Le 17 mai, l’auditorium Saint-Pierre des Cuisines recevait donc, à l’initiative de Gilles Colliard et de l’Orchestre de Chambre de Toulouse, les quatre compères du Quatuor Barbaroque, c’est-à-dire Gilles Raymond au tympanon, ce très bel instrument à cordes frappées, Alain Territo, au bandonéon, Patrick Mathis, à l’orgue mécanique (ou de Barbarie) équipé de son impressionnante pile de cartons perforés, et Didier Capeille, à la contrebasse. |

Gilles Colliard soliste de ce concert Beethoven, jouant ici son nouveau violon signé Guarnerius, avec l'Orchestre de Chambre de Toulouse et le Quatuor Barbaroque
- Photo Classictoulouse - |
Endossant les fonctions des instruments à vent et des percussions, le Quatuor Barbaroque participe avec talent à l’interprétation du répertoire beethovénien dans le domaine du violon concertant. Toute la soirée est donc consacrée aux deux Romances et au célébrissime concerto qui constituent l’intégrale de ce que Beethoven a conçu pour cette formation. Une rude tâche pour le soliste qui n’est autre que Gilles Colliard lui-même. Mais un Gilles Colliard « nouveau », puisqu’il vient de changer de compagnon instrumental. Troquant son beau Stradivarius, pur et clair, d’une parfaite homogénéité pour un Guarnerius coloré, riche en harmoniques, chaleureux dans ses sonorités, il joue son rôle avec une présence renouvelée. La tendre nostalgie de la première Romance en sol majeur, la suavité lyrique de la seconde en fa majeur trouvent avec le violoniste un interprète libre d’une expression pleine de vitalité. Les timbres nouveaux de l’accompagnement orchestral se fondent habilement en un dialogue harmonieux et complémentaire. |

L'ensemble du dispositif instrumental.
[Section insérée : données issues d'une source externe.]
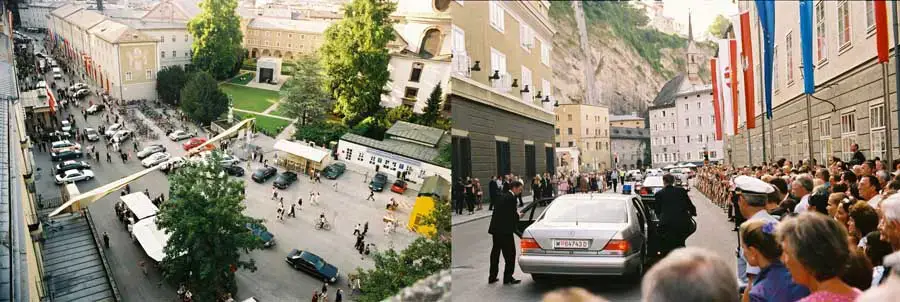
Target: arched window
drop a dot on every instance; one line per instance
(431, 44)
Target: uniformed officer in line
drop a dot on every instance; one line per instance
(751, 194)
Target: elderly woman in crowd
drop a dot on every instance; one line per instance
(816, 251)
(761, 249)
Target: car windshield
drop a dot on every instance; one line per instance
(315, 260)
(587, 210)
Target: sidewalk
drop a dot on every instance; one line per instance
(483, 213)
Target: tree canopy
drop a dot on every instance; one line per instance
(304, 96)
(201, 98)
(422, 258)
(217, 37)
(169, 82)
(355, 58)
(209, 239)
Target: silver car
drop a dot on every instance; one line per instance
(586, 234)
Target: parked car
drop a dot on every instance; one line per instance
(64, 144)
(234, 170)
(66, 126)
(285, 179)
(172, 164)
(399, 186)
(112, 130)
(155, 159)
(378, 182)
(82, 93)
(71, 165)
(150, 150)
(92, 134)
(193, 143)
(263, 174)
(121, 136)
(260, 232)
(610, 227)
(66, 154)
(178, 135)
(312, 264)
(74, 175)
(333, 171)
(95, 108)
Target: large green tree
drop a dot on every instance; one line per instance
(423, 257)
(432, 111)
(355, 58)
(169, 82)
(217, 37)
(201, 98)
(208, 239)
(304, 96)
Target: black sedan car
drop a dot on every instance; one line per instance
(71, 165)
(313, 265)
(233, 170)
(333, 171)
(285, 179)
(378, 182)
(263, 174)
(66, 155)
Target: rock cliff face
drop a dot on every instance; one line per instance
(624, 76)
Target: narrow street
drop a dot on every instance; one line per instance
(472, 246)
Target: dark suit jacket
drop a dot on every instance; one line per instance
(505, 216)
(674, 207)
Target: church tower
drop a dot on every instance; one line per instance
(693, 58)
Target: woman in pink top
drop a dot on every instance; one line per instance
(816, 250)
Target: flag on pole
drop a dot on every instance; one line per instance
(747, 55)
(734, 84)
(725, 87)
(806, 11)
(716, 107)
(766, 11)
(881, 31)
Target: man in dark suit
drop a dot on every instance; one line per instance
(675, 209)
(502, 228)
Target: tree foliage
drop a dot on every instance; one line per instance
(321, 132)
(209, 239)
(423, 257)
(718, 27)
(355, 58)
(202, 100)
(304, 96)
(217, 38)
(432, 111)
(169, 82)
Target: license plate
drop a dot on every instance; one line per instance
(570, 244)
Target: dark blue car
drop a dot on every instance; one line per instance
(313, 265)
(260, 232)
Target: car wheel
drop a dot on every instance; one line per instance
(540, 278)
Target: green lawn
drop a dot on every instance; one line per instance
(252, 99)
(268, 125)
(243, 79)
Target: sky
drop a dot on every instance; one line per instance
(703, 12)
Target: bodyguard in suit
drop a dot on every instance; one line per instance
(502, 228)
(675, 209)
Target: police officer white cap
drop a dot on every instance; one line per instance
(752, 185)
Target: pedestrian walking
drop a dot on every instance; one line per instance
(106, 239)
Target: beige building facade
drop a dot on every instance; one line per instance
(283, 38)
(585, 127)
(847, 75)
(500, 88)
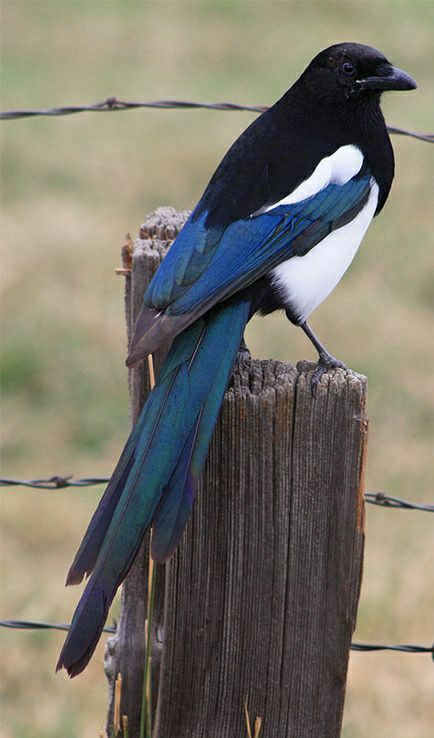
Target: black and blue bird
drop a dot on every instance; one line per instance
(276, 228)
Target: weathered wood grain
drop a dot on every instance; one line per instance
(259, 603)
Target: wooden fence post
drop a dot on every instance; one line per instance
(255, 611)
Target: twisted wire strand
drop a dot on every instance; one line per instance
(112, 104)
(58, 482)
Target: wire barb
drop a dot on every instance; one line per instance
(58, 482)
(114, 104)
(365, 647)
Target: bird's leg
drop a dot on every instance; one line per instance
(325, 362)
(243, 352)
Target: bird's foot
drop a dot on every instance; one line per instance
(325, 362)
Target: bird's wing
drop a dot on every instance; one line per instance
(207, 265)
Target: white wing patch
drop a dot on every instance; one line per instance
(338, 168)
(305, 281)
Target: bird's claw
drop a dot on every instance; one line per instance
(325, 362)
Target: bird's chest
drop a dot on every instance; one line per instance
(303, 282)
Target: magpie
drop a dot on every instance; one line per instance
(276, 228)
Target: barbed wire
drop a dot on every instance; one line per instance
(366, 647)
(112, 104)
(58, 482)
(40, 625)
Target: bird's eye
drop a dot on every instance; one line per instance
(348, 68)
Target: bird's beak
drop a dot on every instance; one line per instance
(391, 78)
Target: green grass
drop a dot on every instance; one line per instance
(72, 187)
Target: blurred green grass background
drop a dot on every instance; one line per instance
(71, 189)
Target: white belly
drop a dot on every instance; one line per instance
(305, 281)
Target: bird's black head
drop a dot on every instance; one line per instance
(352, 70)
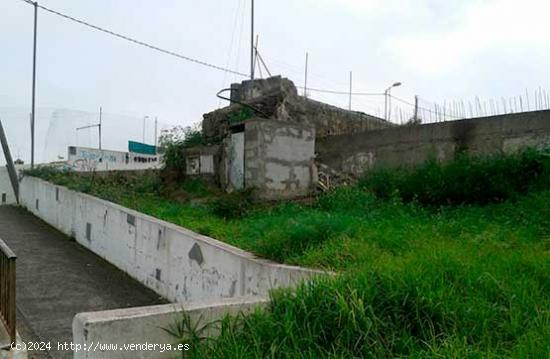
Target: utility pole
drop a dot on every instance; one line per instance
(350, 85)
(9, 163)
(156, 126)
(99, 126)
(415, 109)
(305, 81)
(33, 112)
(252, 42)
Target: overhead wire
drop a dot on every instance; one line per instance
(210, 65)
(136, 41)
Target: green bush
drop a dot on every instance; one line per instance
(467, 179)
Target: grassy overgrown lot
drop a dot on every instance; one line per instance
(446, 260)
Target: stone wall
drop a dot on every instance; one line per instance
(142, 330)
(279, 159)
(412, 145)
(178, 264)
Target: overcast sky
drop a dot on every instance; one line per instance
(440, 50)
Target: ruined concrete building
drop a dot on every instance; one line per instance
(285, 145)
(266, 139)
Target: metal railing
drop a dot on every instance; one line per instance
(7, 289)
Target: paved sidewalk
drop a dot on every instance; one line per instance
(57, 278)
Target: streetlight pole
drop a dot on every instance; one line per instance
(387, 101)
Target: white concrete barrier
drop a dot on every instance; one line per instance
(140, 332)
(178, 264)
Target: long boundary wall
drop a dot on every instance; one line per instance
(412, 145)
(140, 329)
(180, 265)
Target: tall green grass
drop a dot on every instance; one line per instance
(467, 179)
(449, 260)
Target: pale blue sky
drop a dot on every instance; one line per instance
(440, 50)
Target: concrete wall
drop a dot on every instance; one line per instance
(279, 159)
(277, 98)
(7, 196)
(178, 264)
(145, 325)
(412, 145)
(84, 159)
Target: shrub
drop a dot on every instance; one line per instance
(467, 179)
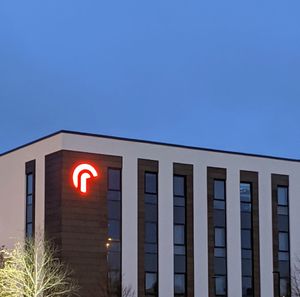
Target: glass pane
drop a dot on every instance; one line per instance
(246, 220)
(151, 198)
(246, 239)
(114, 195)
(179, 250)
(179, 283)
(179, 234)
(220, 285)
(113, 210)
(114, 229)
(283, 223)
(113, 260)
(219, 237)
(245, 192)
(247, 267)
(114, 179)
(219, 189)
(179, 201)
(284, 287)
(150, 213)
(282, 193)
(151, 262)
(151, 232)
(151, 183)
(247, 287)
(283, 242)
(29, 230)
(220, 252)
(219, 218)
(29, 183)
(220, 266)
(218, 204)
(29, 200)
(150, 248)
(151, 283)
(179, 215)
(29, 214)
(246, 207)
(178, 185)
(179, 265)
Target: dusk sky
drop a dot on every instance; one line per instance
(216, 74)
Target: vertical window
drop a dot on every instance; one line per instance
(246, 239)
(219, 222)
(151, 234)
(179, 192)
(114, 203)
(30, 199)
(283, 240)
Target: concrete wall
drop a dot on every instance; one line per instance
(12, 187)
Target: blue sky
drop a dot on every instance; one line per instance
(217, 74)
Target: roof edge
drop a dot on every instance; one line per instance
(148, 142)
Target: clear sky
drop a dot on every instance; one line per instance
(217, 74)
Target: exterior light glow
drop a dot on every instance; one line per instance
(81, 174)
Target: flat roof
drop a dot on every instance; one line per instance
(147, 142)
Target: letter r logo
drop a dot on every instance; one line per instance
(81, 174)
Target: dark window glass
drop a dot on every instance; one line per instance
(29, 184)
(150, 248)
(151, 262)
(114, 260)
(283, 241)
(219, 237)
(245, 192)
(114, 211)
(114, 229)
(246, 239)
(150, 183)
(179, 284)
(178, 184)
(220, 266)
(114, 179)
(150, 213)
(220, 285)
(247, 286)
(151, 198)
(179, 215)
(150, 232)
(282, 196)
(219, 189)
(151, 283)
(219, 218)
(179, 236)
(180, 265)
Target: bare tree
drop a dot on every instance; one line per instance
(114, 288)
(33, 270)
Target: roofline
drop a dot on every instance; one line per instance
(148, 142)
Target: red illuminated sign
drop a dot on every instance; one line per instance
(81, 174)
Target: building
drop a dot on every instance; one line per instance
(168, 220)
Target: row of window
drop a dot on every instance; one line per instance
(114, 201)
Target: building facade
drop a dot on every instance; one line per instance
(164, 220)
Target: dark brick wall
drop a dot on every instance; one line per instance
(78, 223)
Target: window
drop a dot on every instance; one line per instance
(219, 221)
(114, 198)
(30, 199)
(151, 233)
(179, 199)
(246, 238)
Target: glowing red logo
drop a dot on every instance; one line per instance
(81, 174)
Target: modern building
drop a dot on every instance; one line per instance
(166, 220)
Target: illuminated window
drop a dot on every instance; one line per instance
(114, 244)
(151, 234)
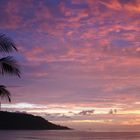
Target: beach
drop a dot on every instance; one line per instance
(67, 135)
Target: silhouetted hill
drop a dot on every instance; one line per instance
(22, 121)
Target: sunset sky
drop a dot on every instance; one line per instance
(80, 61)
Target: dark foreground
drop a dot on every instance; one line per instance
(22, 121)
(67, 135)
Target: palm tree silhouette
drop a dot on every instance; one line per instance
(8, 65)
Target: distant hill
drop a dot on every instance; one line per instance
(22, 121)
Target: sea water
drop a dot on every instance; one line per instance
(67, 135)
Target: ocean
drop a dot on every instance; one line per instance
(67, 135)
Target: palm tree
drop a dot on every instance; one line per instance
(8, 65)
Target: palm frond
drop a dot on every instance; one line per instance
(6, 44)
(8, 65)
(4, 93)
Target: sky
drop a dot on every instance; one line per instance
(80, 61)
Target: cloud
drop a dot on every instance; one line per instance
(87, 112)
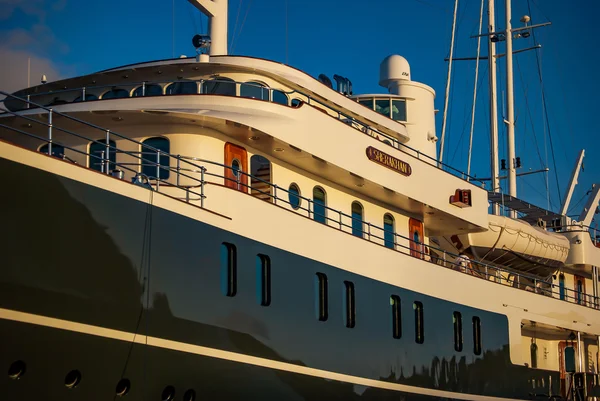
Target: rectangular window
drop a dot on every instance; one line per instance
(322, 304)
(349, 305)
(228, 269)
(476, 335)
(263, 280)
(419, 329)
(399, 110)
(396, 316)
(457, 320)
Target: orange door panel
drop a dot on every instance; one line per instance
(415, 230)
(236, 176)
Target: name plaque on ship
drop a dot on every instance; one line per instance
(389, 161)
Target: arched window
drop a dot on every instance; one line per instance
(260, 169)
(149, 157)
(57, 150)
(399, 110)
(88, 96)
(294, 196)
(182, 88)
(279, 97)
(115, 93)
(561, 286)
(319, 205)
(579, 291)
(388, 231)
(254, 90)
(148, 90)
(533, 351)
(219, 86)
(357, 219)
(97, 156)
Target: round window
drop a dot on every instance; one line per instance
(294, 196)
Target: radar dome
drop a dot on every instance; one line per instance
(393, 68)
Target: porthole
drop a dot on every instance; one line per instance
(294, 196)
(123, 387)
(168, 393)
(189, 395)
(72, 379)
(16, 370)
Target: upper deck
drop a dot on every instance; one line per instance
(316, 121)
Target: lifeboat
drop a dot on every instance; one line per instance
(517, 245)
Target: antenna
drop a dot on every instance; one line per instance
(216, 11)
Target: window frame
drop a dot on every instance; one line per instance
(229, 271)
(356, 221)
(322, 297)
(386, 241)
(396, 306)
(349, 304)
(458, 331)
(297, 196)
(263, 282)
(476, 335)
(419, 322)
(322, 217)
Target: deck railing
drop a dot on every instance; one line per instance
(210, 87)
(197, 173)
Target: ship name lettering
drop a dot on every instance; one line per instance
(388, 161)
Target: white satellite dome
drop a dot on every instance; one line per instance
(393, 68)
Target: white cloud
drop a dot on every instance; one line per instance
(13, 69)
(29, 42)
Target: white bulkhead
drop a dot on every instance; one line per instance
(394, 75)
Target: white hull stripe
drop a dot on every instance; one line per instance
(97, 331)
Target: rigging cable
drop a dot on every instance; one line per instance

A droite, le tympanon, au fond l'orgue mécanique, à gauche derrière Gilles Colliard le bandonéon, au fond à gauche la contrebasse du Quatuor Barbaroque - Photo Classictoulouse - |
Les habitudes d’écoute du concerto en ré majeur sont généreusement bousculées dès les premières apparitions de la contrebasse et du tympanon qui « imitent » la timbale. Tout au long de l’œuvre, les interventions de ces instruments quelque peu « exotiques » ici ne commettent aucun hiatus avec les cordes qu’ils complètent avec une habileté impressionnante. La partition se pare de nouvelles couleurs qui révèlent autrement quelques séquences étonnantes. Il en est ainsi du tendre duo entre le violon soliste et le bandonéon, dans le Larghetto, ou encore de l’effervescent final, exubérant comme un éclat de rire. Gilles Colliard déploie une énergie prodigieuse tout au long de son interprétation. En particulier, il choisit de jouer les deux folles cadences imaginées par Joseph Joachim, ce contemporain et ami de Brahms, en lieu et place des plus courantes signées Fritz Kreisler. Des cadences ébouriffantes de virtuosité qui évoquent les plus acrobatiques partitions de Paganini.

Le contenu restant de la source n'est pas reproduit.